The user's message made several implicit assumptions that turned out to be correct. First, that the high-frequency GPU sampler data would be more informative than nvidia-smi's aggregate metrics—this was validated when cufall revealed the 3% tensor utilization that nvidia-smi's 99.8% SM% had hidden. Second, that the prefill/decode dichotomy was worth highlighting—the contrast between 50–90% tensor utilization during prefill and 3% during decode was the key diagnostic signal. Third, that the user's observation of "decode is mostly idle" was accurate despite the conflicting nvidia-smi numbers.

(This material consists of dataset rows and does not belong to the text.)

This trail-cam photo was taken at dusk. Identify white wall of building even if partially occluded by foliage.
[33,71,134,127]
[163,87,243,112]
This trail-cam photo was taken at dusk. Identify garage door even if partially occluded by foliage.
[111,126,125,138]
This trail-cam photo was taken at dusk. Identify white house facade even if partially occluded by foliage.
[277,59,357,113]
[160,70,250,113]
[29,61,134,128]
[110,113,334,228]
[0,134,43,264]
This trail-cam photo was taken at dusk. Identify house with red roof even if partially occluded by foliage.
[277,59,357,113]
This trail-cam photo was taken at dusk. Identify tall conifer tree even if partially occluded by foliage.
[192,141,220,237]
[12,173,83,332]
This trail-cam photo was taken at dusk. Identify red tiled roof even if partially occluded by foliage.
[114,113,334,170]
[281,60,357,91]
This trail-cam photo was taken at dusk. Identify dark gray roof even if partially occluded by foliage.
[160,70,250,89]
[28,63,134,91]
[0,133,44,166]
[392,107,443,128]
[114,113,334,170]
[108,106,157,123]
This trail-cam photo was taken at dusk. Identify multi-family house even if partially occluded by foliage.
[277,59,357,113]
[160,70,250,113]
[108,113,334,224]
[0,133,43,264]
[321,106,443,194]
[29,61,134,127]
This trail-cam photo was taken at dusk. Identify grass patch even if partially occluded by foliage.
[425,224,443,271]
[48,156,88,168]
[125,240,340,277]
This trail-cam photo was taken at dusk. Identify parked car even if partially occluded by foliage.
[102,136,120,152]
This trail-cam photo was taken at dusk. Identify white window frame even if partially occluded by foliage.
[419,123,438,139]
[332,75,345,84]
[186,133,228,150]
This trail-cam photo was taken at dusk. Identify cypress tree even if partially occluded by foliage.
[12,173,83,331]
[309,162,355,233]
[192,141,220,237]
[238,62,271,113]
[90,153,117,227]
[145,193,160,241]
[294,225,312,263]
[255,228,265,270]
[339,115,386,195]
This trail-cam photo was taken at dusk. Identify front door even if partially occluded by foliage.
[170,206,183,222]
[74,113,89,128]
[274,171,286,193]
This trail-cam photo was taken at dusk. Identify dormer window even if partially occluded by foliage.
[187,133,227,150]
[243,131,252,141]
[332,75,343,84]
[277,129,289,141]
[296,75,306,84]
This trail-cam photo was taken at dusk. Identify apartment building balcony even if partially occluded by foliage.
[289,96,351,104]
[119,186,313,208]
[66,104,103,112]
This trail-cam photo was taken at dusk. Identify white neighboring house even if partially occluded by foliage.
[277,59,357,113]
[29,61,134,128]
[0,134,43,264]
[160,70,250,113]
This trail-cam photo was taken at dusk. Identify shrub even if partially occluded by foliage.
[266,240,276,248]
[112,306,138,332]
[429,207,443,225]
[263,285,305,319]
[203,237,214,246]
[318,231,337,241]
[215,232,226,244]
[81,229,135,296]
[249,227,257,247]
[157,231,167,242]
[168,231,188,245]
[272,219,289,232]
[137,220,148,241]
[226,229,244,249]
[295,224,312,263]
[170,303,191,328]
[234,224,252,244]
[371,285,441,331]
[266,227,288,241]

The message also included a suggested command invocation (./cufall --metric sm__pipe_tensor_cycles_active.avg --denominator gr__cycles_elapsed.max --color), which served both as documentation of how the screenshots were generated and as a recommendation for future profiling. This command-level detail reveals the user's deep familiarity with CUDA profiling tools and their understanding that tensor-core activity, not SM residency, is the correct metric for diagnosing compute bottlenecks.

Input Knowledge Required

To fully understand this message, a reader would need familiarity with several domains: GPU architecture (the distinction between SM occupancy and tensor-core pipeline activity, the significance of memory controller utilization and power draw as diagnostic signals), speculative decoding (the drafter-target paradigm, tree verification, commit length metrics), the specific model architecture (MLA with KV latent cache, MoE layers, YaRN scaling), and the SGLang inference framework's internals (page_size configuration, attention backend selection, the DDTree verification algorithm). Without this background, the message reads as a cryptic note about two images; with it, the message becomes a decisive data point in a complex optimization effort.

Output Knowledge Created

This message created several important outputs. First, it independently validated the assistant's hypothesis about the decode bottleneck being latency-bound rather than compute-bound or bandwidth-bound—the 3% tensor utilization was direct hardware evidence that confirmed the indirect measurements. Second, it sharpened the diagnosis from "something is slow" to "the tensor cores are essentially idle during decode," which focused subsequent optimization efforts on reducing memory latency and kernel overhead rather than increasing compute throughput. Third, it motivated the decision to build a custom sm_120 verify attention kernel, which became the central project of the following chunks—if the Triton backend was structurally incapable of efficient long-context decode, the only path forward was to write a kernel that could handle tree-masked attention with coalesced memory access.

Conclusion

Message 12188 is a masterclass in the power of the right diagnostic tool. Where nvidia-smi reported 99.8% utilization and suggested a compute-bound system, cufall's tensor-active metric revealed 3% utilization and exposed a latency-bound pathology. The two screenshots transformed the investigation from hypothesis-driven inference (calculating bandwidth, measuring power draw, questioning nvidia-smi artifacts) to direct observation. They confirmed that the GPU was almost completely idle during decode, that the 130× bandwidth gap was real, and that the structural constraints of DDTree's page_size=1 requirement were the root cause. This message didn't just answer the question of why decode was slow—it redirected the entire optimization strategy toward building custom kernels that could work around SGLang's architectural limitations, setting the stage for the dramatic 3–6× speedup achieved in subsequent work.